Entities would not be subject to the Act “to the extent that they act as covered entities and business associates” or “vendors of personal health records and third party service providers” under HIPAA and are already subject to the data security requirements of that healthcare data privacy law.

MRA’s position on the Personal Data Notification & Protection Act
There are some positive aspects we appreciate finding in President Obama’s draft bill, such as:

  • the lack of data broker regulations, which have been included in a number of data security proposals in the past
  • the inclusion of both for-profit and not-for-profit companies, since data breaches do not recognize the difference;
  • a national standard preempting the many conflicting state data security breach notification laws;
  • no authorization for private rights of action (unlike Senator Richard Blumenthal’s Personal Data Protection and Breach Accountability Act);
  • a safe harbor for when an affected entity runs an appropriate risk assessment and finds no risk of harm; and
  • a presumption that “unusable, unreadable, or indecipherable” data (i.e., encrypted or deidentified) poses no risk if breached.

However, there are plenty of issues with this draft legislation that concern us as well, such as giving state Attorneys General authority to enforce the law (although that is common to many such bills) and setting a 30 day time limit for breach notification (instead of the standard “reasonable amount of time,” which provides more flexibility when necessary).

The two biggest problems with the Act are the definition of sensitive personally identifiable information and the FTC’s extraordinary authority to dramatically expand that definition.

The definition itself is mostly standard stuff, focusing on the kinds of information most susceptible to criminal abuse and identity theft.

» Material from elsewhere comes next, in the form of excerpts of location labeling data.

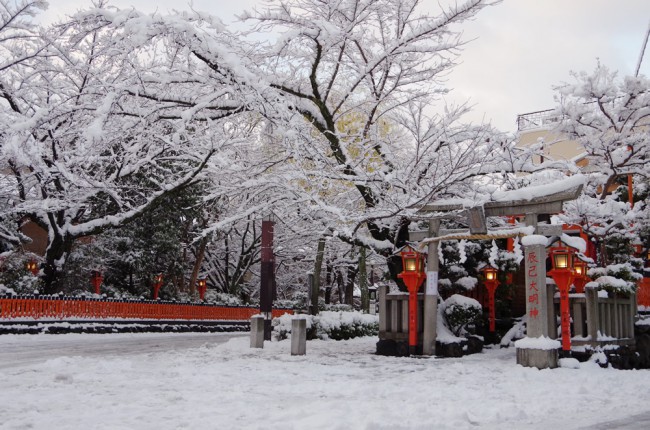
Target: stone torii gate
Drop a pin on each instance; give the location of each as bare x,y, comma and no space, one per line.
537,350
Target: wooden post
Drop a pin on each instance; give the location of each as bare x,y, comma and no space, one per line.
383,314
298,336
593,318
257,331
318,264
363,281
431,293
267,276
550,311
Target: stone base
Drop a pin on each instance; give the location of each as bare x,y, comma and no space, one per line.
539,358
257,331
298,336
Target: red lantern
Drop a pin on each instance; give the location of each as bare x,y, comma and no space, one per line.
202,286
96,279
563,275
491,284
412,275
579,275
32,266
157,283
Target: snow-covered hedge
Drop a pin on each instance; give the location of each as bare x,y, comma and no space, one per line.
330,325
616,278
460,312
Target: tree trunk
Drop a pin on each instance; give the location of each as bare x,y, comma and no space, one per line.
198,261
318,265
339,284
328,283
57,251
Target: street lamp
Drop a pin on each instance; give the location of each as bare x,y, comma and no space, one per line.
562,273
32,266
202,285
412,275
491,283
580,275
96,279
157,283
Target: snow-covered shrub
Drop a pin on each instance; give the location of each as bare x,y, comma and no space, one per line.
467,282
461,312
14,277
616,278
330,325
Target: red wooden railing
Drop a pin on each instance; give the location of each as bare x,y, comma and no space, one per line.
64,308
643,293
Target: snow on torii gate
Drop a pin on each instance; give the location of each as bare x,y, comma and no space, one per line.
529,202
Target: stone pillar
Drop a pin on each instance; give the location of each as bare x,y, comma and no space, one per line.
536,291
431,293
257,331
537,350
298,336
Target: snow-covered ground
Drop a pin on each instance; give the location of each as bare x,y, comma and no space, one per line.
157,381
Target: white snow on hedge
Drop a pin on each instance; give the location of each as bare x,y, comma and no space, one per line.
467,282
534,239
337,385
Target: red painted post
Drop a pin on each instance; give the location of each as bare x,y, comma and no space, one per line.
412,275
157,283
202,286
562,273
267,276
97,279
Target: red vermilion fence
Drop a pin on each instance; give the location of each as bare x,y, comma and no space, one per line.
643,293
64,307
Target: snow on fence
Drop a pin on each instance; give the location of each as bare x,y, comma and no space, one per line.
643,293
601,319
35,307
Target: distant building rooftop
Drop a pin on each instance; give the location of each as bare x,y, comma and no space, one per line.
535,120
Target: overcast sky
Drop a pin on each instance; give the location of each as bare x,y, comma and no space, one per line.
519,50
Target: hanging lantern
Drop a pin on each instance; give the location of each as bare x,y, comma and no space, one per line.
96,278
412,275
32,266
491,284
563,275
202,285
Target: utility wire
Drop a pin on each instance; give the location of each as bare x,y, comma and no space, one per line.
645,43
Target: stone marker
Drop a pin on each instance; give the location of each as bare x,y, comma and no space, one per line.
257,331
298,336
538,349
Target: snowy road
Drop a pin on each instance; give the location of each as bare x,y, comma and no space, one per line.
209,381
23,350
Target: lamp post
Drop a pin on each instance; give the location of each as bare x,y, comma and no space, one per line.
96,278
32,266
491,283
562,273
201,286
580,275
412,275
157,283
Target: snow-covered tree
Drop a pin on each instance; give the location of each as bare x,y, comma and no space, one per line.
99,128
357,80
609,117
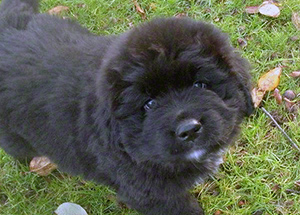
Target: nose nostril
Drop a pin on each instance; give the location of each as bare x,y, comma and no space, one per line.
183,135
188,130
197,128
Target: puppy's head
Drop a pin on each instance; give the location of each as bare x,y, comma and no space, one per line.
177,89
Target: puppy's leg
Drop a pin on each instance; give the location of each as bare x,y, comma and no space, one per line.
16,146
162,205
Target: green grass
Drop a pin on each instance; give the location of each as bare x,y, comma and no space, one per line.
258,169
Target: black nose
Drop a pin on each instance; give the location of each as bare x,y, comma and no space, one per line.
188,130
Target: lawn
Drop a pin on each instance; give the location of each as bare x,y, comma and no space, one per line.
261,169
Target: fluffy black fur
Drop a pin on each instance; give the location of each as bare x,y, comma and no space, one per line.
113,108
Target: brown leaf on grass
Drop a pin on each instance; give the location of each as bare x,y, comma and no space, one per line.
289,94
242,42
267,82
270,80
139,9
257,96
290,105
277,96
294,38
180,15
251,9
297,183
42,166
295,74
296,20
218,212
58,10
269,8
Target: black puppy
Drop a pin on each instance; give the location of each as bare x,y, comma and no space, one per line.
149,112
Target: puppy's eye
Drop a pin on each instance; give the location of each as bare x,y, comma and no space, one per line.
199,84
150,104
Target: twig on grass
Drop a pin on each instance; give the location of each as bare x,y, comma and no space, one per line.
280,128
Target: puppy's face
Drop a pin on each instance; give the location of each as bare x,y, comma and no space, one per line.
178,91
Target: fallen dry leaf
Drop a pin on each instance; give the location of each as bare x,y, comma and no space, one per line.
268,8
42,166
139,9
218,212
69,208
251,9
294,38
290,105
289,94
267,82
295,74
270,80
277,96
296,20
297,183
57,10
242,42
257,96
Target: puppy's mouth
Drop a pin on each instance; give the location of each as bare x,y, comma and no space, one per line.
203,155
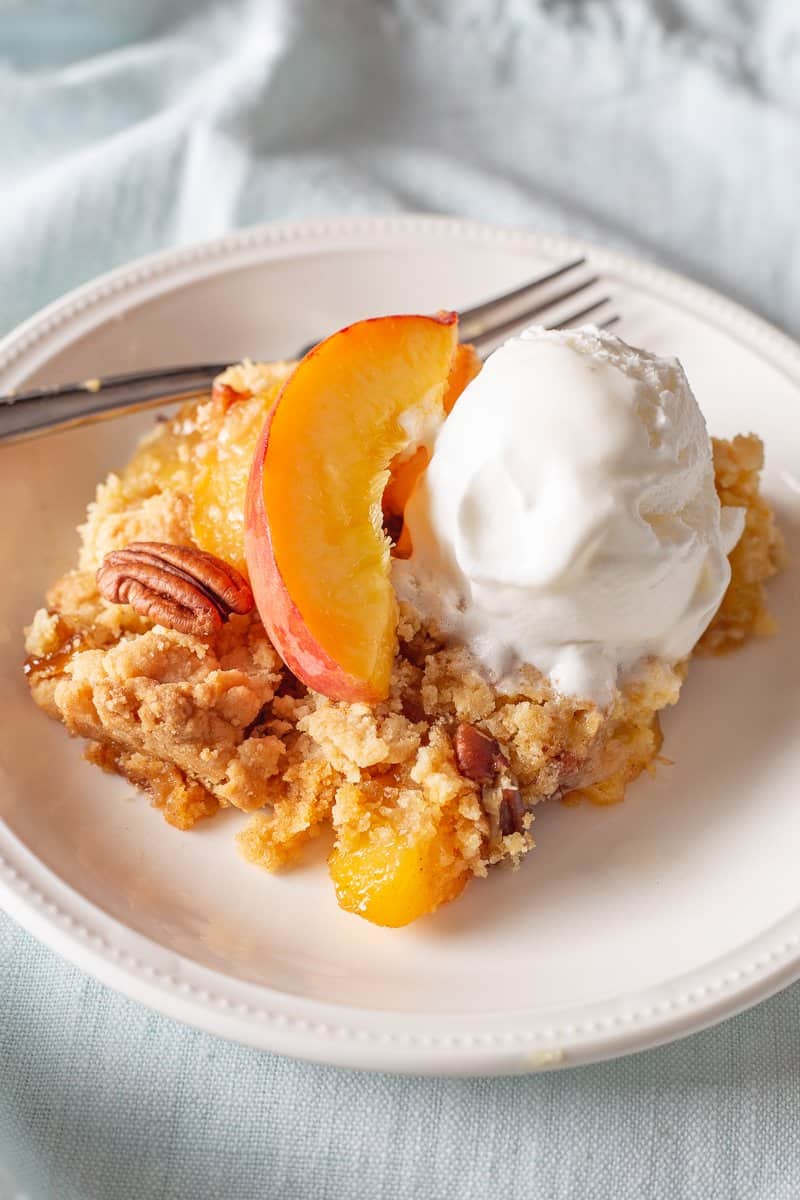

However, partially thanks to the precedent set by California S.B. 46, Obama’s draft includes online account access information (like usernames and passwords). While that could pose a privacy concern, unless that online account contains other data that would qualify as sensitive personally identifiable information, access to that account should not be considered a data security concern.

The even bigger problem posed by the Act is the FTC’s extraordinary rulemaking authority to redefine sensitive personally identifiable information, authority specifically denied to the regulatory agency because of abuses in the 1970’s. FTC staff and commissioners have stated on numerous occasions that they consider most types of data to be ultimately personally identifiable. For instance, during Q&A in a House Commerce Manufacturing and Technology Subcommittee hearing on June 15, 2011, FTC Commissioner Efith Ramirez indicated that the FTC would most likely use that authority to expand the definition far beyond Congress’ intentions, saying, “I think that the touchstone here is information that can be uniquely tied to an individual ... broader than the definition that is currently used.”

The definition should rightfully be set by Congress, not an unelected regulatory body, and set in a limited fashion. That is why we helped pass an amendment to data security legislation in 2011 (the SAFE Data Act) to specifically restrict the FTC’s regulatory authority to expand that definition.

So the President’s data security draft is certainly a mixed bag, with a few key problems we’ve encountered before.

Senator Bill Nelson (D-FL), ranking member on the Senate Commerce Committee says he will be introducing legislation based on the President’s draft, and chairman John Thune (R-SD) has said positive things about the proposal, at least in vague concept.

Could 2015-2016 be the Congress that gets a data security bill passed into law? Perhaps. MRA will work to ensure that the best version possible comes to fruition.